ARIA will be backed by £800 million of government funding over the course of this Parliament, as set out by the Chancellor Rishi Sunak in the March 2020 Budget.
Matthew Fell, CBI UK Chief Policy Director said:
ARIA will create new opportunities for high-risk, high-reward research. As world leaders in R&D and home to the brightest and best scientists, the UK has a unique opportunity to play to its strength with this new agency, to help create jobs, raise productivity and tackle the biggest challenges facing our country such as net-zero. Key to ARIA’s success will be strong business engagement to make sure the brilliant ideas developed can make it through to market.
This a prime chance for business, government and the research and innovation community to work together and turn ambitions into realities. And coalesce around an shared economic vision for the next decade in which innovation will be at the heart of it. The CBI looks forward to engaging with the government as it looks to develop its proposals further.
Sir Jim McDonald FREng FRSE, President of the Royal Academy of Engineering, said:
We are delighted to see the government deliver on its commitment to a high-risk high-reward funding agency. I hope this ambitious new funding mechanism will help to unlock radical innovation and enable step changes in technology that provides value for our economy and society at large.
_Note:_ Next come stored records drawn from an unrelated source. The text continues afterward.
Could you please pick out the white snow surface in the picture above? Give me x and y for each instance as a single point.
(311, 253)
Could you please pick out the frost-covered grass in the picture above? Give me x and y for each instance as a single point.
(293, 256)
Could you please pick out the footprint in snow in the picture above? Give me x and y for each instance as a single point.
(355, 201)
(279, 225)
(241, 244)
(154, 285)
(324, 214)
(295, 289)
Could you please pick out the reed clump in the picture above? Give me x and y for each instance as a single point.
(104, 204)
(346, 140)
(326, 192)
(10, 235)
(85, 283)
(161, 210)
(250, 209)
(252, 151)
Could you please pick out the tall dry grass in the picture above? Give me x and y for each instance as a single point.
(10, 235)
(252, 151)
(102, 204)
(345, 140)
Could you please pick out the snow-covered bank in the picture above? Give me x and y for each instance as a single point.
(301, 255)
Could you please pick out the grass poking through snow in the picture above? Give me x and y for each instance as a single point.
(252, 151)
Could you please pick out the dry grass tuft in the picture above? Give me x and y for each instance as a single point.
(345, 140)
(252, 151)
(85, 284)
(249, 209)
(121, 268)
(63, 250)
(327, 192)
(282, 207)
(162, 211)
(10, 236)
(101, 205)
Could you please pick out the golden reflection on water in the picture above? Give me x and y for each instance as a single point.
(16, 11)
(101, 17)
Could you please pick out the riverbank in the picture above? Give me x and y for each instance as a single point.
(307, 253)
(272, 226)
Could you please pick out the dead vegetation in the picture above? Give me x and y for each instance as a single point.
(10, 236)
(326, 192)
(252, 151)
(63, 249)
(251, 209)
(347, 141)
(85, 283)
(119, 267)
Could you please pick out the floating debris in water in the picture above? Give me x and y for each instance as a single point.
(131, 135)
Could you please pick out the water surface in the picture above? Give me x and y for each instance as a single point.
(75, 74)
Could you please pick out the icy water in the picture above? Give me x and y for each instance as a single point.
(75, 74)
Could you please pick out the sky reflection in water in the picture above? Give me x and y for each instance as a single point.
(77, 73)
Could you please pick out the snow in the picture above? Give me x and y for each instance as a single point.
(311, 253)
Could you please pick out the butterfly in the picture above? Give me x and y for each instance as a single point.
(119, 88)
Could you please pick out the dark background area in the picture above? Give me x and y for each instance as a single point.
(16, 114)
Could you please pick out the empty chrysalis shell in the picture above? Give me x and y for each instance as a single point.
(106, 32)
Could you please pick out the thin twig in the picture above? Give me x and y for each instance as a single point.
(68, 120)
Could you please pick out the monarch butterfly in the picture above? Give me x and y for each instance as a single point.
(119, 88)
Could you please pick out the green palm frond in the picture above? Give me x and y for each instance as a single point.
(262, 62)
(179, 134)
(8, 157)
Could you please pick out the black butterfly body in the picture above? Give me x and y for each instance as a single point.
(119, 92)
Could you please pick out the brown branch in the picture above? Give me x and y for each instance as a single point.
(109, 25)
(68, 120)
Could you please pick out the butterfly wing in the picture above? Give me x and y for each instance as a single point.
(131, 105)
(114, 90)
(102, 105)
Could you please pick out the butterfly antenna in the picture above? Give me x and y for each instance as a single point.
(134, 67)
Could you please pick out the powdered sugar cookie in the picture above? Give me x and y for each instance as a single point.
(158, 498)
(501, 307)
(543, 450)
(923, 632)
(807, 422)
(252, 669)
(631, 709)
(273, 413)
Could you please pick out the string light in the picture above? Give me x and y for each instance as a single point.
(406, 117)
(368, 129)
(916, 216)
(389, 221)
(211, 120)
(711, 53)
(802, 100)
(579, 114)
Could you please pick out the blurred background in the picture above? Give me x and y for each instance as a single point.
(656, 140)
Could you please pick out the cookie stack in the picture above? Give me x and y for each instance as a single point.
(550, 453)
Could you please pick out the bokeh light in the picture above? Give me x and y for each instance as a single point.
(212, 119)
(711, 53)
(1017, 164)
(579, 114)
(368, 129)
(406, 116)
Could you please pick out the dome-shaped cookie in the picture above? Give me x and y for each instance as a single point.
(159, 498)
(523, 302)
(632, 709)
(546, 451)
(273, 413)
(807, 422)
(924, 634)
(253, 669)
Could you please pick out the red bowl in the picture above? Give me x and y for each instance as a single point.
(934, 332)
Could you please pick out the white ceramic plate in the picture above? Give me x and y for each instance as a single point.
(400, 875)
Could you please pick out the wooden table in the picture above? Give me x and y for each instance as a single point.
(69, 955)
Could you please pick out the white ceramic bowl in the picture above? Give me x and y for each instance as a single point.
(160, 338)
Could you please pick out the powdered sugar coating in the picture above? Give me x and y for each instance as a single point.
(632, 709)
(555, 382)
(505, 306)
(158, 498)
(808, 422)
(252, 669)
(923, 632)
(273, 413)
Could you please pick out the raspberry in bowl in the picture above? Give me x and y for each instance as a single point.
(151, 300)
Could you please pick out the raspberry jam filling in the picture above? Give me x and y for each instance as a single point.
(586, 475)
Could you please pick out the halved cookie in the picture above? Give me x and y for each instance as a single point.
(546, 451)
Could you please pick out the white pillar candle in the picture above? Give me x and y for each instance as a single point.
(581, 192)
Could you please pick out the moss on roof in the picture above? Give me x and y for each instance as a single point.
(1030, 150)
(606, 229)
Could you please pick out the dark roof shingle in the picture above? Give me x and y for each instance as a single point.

Engineering is central to an ambitious innovation agency of this kind, forming the bridge between research and innovation to enable technological and commercial breakthroughs.
Previous comments provided as evidence to the House of Commons Science and Technology Select Committee as part of its formal inquiry into the proposition of a new UK research funding agency include:
Universities UK
There is space in the UK’s research landscape for a new funding agency that supports high risk, high pay off investment. It should be designed to complement the wider system of funding streams that already exist and should be tied closely to a well-funded university research network.
Royal Society
A UK ARPA could facilitate investments in technologies with radical potential that may not otherwise receive support through existing mechanisms. It is important that this differentiated focus is clearly articulated and understood.
Institute of Physics
The ARPA model’s focus on the future would also be a welcome addition to the UK’s R&D funding system, scanning the horizon for areas of research and technology development that may not have an obvious immediate market application but that are likely to benefit the industries of tomorrow, in 10, even 20 years’ time.